Review finds aging NASA antennae

Network for space probes often shut down for repairs


The aging global antenna network that keeps NASA in touch with its most distant space probes is fragile and may not be able to meet rising demands for its services, according to a government report.

A review of NASA's Deep Space Network by the General Accounting Office found that portions of the 40-year-old system are shut down 16 hours a week for repairs and maintenance, on average.

The GAO report to the House Subcommittee on Space and Aeronautics cited three antenna outages in just five months last year that resulted in the loss of 241 minutes of science data from the Stardust, Deep Impact and three Mars orbiter missions.

FOR THE RECORD - A story about NASA's Deep Space Network in yesterday's Health and Science section incorrectly listed the location of one part of the antenna system. The Goldstone complex is on the Fort Irwin Military Reservation, northeast of Barstow, Calif.
The Sun regrets the error.

Each year, the DSN network communicates with 35 to 40 distant spacecraft through 16 giant, dish-shaped radio antennae. The antennae are located in Goldstone, N.M., Madrid, Spain, and Canberra, Australia, to provide coverage of the entire sky.

Mission managers must negotiate with the network for the limited coverage time available. They're then guaranteed 95 percent of that time for routine and mission-critical communications.

DSN officials told GAO investigators they worry about failures due to metal fatigue on the aging dishes. "Ultimately, such a failure would result from the partial or total collapse of an antenna structure," the report said.

None of the DSN's big dishes has collapsed yet, but the report cites, as a warning, the 1988 collapse of the 300-foot Green Bank radio telescope in West Virginia. It was similar in age and design to the DSN antennae and has since been replaced by the 328-foot, $74.5 million Robert C. Byrd Green Bank Telescope.
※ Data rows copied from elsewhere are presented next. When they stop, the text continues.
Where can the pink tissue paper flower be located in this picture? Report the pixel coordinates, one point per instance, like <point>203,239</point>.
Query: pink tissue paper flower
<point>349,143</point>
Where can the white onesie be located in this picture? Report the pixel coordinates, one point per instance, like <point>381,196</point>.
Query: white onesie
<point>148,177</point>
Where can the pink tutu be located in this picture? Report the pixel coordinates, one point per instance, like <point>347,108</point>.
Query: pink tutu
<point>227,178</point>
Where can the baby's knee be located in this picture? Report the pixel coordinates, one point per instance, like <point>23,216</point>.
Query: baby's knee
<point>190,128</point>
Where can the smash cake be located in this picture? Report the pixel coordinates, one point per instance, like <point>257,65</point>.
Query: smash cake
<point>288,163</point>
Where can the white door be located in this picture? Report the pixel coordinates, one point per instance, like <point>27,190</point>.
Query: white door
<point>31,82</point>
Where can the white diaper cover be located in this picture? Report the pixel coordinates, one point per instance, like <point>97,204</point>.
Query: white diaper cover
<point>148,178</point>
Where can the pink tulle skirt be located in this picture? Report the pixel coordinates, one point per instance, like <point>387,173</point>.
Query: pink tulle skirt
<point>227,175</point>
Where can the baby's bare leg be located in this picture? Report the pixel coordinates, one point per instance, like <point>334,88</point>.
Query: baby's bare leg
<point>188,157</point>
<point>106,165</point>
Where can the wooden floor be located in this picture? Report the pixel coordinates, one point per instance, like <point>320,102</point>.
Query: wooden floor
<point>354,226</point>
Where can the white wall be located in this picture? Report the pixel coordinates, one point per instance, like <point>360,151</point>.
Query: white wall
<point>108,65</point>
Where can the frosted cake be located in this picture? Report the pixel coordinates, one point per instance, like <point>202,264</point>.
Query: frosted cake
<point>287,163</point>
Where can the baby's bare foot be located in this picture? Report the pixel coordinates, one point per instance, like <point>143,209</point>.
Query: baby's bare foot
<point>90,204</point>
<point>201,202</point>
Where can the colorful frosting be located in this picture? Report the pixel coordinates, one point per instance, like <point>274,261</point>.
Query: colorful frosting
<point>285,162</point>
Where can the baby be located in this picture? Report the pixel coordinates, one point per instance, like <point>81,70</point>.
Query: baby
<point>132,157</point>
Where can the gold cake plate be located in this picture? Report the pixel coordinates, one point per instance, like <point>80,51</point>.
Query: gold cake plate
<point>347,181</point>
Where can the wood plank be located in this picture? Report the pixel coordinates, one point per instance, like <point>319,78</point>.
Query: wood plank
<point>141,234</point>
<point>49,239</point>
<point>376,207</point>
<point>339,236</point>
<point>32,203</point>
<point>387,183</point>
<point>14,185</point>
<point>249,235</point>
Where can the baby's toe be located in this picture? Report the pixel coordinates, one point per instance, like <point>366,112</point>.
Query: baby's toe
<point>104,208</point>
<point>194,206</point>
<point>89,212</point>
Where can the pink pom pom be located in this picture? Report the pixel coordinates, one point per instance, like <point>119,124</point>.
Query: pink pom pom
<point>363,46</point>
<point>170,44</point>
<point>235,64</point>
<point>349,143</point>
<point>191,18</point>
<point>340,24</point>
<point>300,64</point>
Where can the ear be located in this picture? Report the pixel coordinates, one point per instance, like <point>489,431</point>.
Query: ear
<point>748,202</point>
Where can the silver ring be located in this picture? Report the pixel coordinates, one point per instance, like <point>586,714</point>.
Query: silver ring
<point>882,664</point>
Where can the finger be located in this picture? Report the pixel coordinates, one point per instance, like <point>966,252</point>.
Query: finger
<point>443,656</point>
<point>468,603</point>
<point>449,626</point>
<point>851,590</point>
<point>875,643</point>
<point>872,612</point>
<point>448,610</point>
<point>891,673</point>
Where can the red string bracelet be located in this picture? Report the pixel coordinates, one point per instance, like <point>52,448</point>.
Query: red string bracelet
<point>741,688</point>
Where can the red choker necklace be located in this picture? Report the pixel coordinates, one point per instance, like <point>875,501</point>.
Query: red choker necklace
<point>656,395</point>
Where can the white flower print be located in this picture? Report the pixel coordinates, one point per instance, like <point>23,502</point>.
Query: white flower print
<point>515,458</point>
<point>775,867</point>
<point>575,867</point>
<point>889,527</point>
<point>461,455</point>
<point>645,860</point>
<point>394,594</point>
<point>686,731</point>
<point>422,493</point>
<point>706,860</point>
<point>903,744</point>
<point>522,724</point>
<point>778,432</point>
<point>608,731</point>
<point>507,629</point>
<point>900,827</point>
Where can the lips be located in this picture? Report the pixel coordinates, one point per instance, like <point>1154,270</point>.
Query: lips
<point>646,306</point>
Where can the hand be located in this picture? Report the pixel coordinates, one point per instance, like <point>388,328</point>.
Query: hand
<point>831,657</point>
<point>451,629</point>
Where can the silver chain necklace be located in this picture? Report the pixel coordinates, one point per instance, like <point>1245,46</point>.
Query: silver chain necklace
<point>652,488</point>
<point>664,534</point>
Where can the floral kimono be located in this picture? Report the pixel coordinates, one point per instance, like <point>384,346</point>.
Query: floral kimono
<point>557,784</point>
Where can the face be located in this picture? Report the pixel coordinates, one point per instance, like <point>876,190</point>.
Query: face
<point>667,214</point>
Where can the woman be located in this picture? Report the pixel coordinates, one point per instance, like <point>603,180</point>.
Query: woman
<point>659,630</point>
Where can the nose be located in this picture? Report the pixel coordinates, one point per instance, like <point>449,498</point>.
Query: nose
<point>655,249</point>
Each year since 2002, the study found, NASA has deferred about $30 million in DSN maintenance projects, forcing managers to reallocate scarce resources to the most pressing maintenance issues. The rest go wanting. The report includes photographs of corroded antenna structures, eroded access roads and water-stained walls inside antenna facility buildings.

Although the Deep Space Network has been able to meet most of its responsibilities so far, the GAO report said, the infrastructure "is aging and is likely to become increasingly fragile and subject to breakdown at a time when demand is anticipated to increase. The potential exists for the loss of scientific data that would be difficult, if not impossible, to replace."

Some of the new demand will come from President Bush's $100 billion Space Exploration Initiative, which will include increased robotic and manned flights to the moon and Mars.

At the same time, the GAO noted that NASA is extending other missions beyond their planned lifetime. These include the Mars rovers Spirit and Opportunity, the Cassini mission to Saturn, and the Voyager missions, launched in 1977 and still exploring the edges of the solar system.

"Capacity limits constrain the amount of science data that can be returned from deep space by new missions," the report said.

The GAO report, like a National Research Council report three years ago, calls on NASA to more effectively manage the communications needs of its scientific missions.

In written response to the GAO, Shana Dale, an assistant NASA administrator, acknowledged the "less-than-ideal outcomes" for missions that rely on the aging network. She said the space agency has begun to develop a "roadmap" to assess DSN's present and future needs and propose upgrades.

Although NASA missions using the DSN continue to meet their goals, she said, "NASA shares GAO's concerns about the future capacity and capabilities of the system."